Personal information
- Full name: Maurice W. O'Keefe
- Date of birth: 22 January 1954 (age 71)
- Original team(s): Bungaree FC
- Height: 183 cm (6 ft 0 in)
- Weight: 85 kg (187 lb)

Playing career^{1}
- Years: Club / Games (Goals)
- 1977–1979: St Kilda / 51 (51)
- 1980: Geelong / 1 (1)
- Total:  / 52 (52)
- ^{1} Playing statistics correct to the end of 1980.

= Maurice O'Keefe =

Australian rules footballer

Maurice O'Keefe (born 22 January 1954) is a former Australian rules footballer who played with St Kilda and Geelong in the Victorian Football League (VFL).

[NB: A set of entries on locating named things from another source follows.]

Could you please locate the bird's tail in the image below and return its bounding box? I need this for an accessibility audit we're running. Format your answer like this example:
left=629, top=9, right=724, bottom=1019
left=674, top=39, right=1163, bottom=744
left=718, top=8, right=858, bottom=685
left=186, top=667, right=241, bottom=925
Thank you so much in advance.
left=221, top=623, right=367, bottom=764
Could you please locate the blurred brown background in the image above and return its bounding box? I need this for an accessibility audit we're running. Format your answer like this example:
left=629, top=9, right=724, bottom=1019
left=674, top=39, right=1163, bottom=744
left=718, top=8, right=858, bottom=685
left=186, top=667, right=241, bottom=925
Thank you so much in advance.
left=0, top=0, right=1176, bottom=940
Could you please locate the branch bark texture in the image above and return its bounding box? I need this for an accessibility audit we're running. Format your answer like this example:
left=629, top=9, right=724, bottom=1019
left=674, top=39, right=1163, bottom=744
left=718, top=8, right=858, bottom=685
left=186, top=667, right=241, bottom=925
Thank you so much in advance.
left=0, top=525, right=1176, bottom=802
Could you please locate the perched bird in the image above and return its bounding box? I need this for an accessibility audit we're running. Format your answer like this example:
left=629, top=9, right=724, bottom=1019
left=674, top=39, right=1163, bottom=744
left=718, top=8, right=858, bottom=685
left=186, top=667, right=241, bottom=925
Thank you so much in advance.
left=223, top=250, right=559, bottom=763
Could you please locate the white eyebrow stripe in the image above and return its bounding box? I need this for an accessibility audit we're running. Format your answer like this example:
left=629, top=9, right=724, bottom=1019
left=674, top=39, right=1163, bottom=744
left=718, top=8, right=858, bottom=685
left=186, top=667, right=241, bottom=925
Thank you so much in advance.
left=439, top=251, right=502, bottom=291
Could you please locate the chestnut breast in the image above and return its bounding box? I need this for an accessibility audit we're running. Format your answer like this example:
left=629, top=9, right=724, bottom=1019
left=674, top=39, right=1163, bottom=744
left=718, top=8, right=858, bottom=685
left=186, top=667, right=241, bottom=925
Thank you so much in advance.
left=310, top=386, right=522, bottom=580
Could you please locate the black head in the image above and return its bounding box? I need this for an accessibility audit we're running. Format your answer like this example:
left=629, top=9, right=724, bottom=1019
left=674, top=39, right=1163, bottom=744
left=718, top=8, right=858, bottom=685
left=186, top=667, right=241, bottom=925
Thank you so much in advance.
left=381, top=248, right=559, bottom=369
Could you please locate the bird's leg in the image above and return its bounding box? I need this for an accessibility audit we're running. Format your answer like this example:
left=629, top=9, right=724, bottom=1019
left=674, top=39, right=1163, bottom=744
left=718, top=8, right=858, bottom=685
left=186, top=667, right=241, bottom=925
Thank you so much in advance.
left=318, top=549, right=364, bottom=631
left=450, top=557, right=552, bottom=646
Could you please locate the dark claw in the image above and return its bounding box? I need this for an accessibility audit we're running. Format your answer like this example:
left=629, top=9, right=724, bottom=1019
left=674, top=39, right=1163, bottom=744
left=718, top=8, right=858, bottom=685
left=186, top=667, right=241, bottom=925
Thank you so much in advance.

O'Keefe was from Bungaree near Ballarat and started his St Kilda career in 1977. A wingman, he had his best season in 1978 when he averaged 17 disposals from his 21 games, the third most at the club. He also kicked 29 goals that year.

After not being able to meet a new requirement that St Kilda players had to be based in Melbourne, O'Keefe got a clearance to Geelong. He played for them in the opening round of the 1980 VFL season but didn't appear again.

He won a Maskell Medal in 1984 while playing for Port Fairy in the Hampden Football League.